Buy buttons and mobile wallet offers have hurdles to overcome. As reported by Jason Del Ray in Re/Code, buy buttons require some complex ecommerce integration. And mobile wallets, while growing in acceptance, still have a long way to go before they become mainstream.
But I believe ultimately both will take hold because:
- Buy buttons and wallet offers both capitalize on mobile. Consider this data for perspective: 20 years ago, 1 percent of the world’s population used mobile phones. Today 73 percent of the world’s population uses mobile phones (source: Mary Meeker’s Internet Trends 2015 report). As I mentioned recently in a Huffington Post article, mobile is a behavior in addition to a platform. Mobile consumer behaviors — including searches, discovery, and purchases — are shaping brand behaviors forever. It’s no coincidence that Google will test its buy button on mobile devices exclusively.
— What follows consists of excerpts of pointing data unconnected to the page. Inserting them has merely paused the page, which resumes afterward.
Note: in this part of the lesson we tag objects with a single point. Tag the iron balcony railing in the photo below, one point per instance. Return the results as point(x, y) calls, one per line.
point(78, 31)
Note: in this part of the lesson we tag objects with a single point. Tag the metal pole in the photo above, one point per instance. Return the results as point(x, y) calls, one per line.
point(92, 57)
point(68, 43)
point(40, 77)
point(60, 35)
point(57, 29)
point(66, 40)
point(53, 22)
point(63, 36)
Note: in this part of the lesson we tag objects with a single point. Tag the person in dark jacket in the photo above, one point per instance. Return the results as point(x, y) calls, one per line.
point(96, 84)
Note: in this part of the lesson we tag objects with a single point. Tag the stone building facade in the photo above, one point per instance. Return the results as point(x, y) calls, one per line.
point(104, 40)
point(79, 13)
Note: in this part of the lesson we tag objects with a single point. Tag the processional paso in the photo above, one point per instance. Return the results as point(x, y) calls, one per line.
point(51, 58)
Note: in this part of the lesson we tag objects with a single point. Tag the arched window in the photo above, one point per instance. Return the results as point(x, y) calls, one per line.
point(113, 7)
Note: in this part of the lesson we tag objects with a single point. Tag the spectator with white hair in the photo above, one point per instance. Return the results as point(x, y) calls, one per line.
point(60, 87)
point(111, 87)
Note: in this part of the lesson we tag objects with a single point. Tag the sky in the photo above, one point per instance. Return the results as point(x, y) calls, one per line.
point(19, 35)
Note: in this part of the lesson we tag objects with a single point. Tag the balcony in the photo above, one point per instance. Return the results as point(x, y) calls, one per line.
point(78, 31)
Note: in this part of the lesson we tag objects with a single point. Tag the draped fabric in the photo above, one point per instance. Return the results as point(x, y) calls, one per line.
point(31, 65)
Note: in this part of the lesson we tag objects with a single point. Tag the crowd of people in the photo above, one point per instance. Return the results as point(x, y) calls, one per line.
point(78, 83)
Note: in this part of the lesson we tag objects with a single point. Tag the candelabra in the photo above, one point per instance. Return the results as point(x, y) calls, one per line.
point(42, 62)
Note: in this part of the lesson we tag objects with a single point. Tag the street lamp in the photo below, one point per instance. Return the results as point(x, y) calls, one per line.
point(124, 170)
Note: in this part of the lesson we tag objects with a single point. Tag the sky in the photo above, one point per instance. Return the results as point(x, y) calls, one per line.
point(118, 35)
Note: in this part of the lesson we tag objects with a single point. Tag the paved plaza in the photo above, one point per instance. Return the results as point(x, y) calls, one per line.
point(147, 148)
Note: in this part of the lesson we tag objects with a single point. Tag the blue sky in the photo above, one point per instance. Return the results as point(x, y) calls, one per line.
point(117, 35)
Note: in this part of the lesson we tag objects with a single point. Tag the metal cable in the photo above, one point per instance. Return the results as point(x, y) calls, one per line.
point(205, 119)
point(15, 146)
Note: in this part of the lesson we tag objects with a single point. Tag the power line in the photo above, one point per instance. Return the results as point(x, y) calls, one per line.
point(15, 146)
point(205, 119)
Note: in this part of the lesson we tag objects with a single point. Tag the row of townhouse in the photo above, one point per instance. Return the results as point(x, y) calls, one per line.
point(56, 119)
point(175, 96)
- On the other hand, buy buttons and wallet offers tap into natural, comfortable behaviors: making convenience purchases and enjoying deals. Mobile wallet offers appeal to the time-honored activity of using coupons — and with greater ease than fumbling around with paper coupons. Buy buttons appeal in a similar way that impulse items in the check-out lane make it easy to make a purchase decision.
- The uptake of Apple Pay, a crucial technology that underpins mobile wallets, will make it easier for brands to develop more mobile wallet offerings. Within three days of the launch of Apple Pay in October 2014, more than 1 million credit cards had been registered on Apple Pay via iPhone 6 owners. Disney World began supporting Apple Pay in December 2014, and Whole Foods reports a 400-percent increase in mobile payments since the launch of Apple Pay. As of May 2015, all four major credit-card companies — American Express, Discover Financial Services, MasterCard, and Visa — now support Apple Pay.
In her Internet Trends 2015 report, Venture Capitalist Mary Meeker cites the advent of buy buttons as one of the key trends shaping commerce. As she notes, buy buttons “minimize friction to purchase @ moment of interest.” In other words, buy buttons, like mobile wallet offers, create something consumers have craved since long before the Internet: convenience.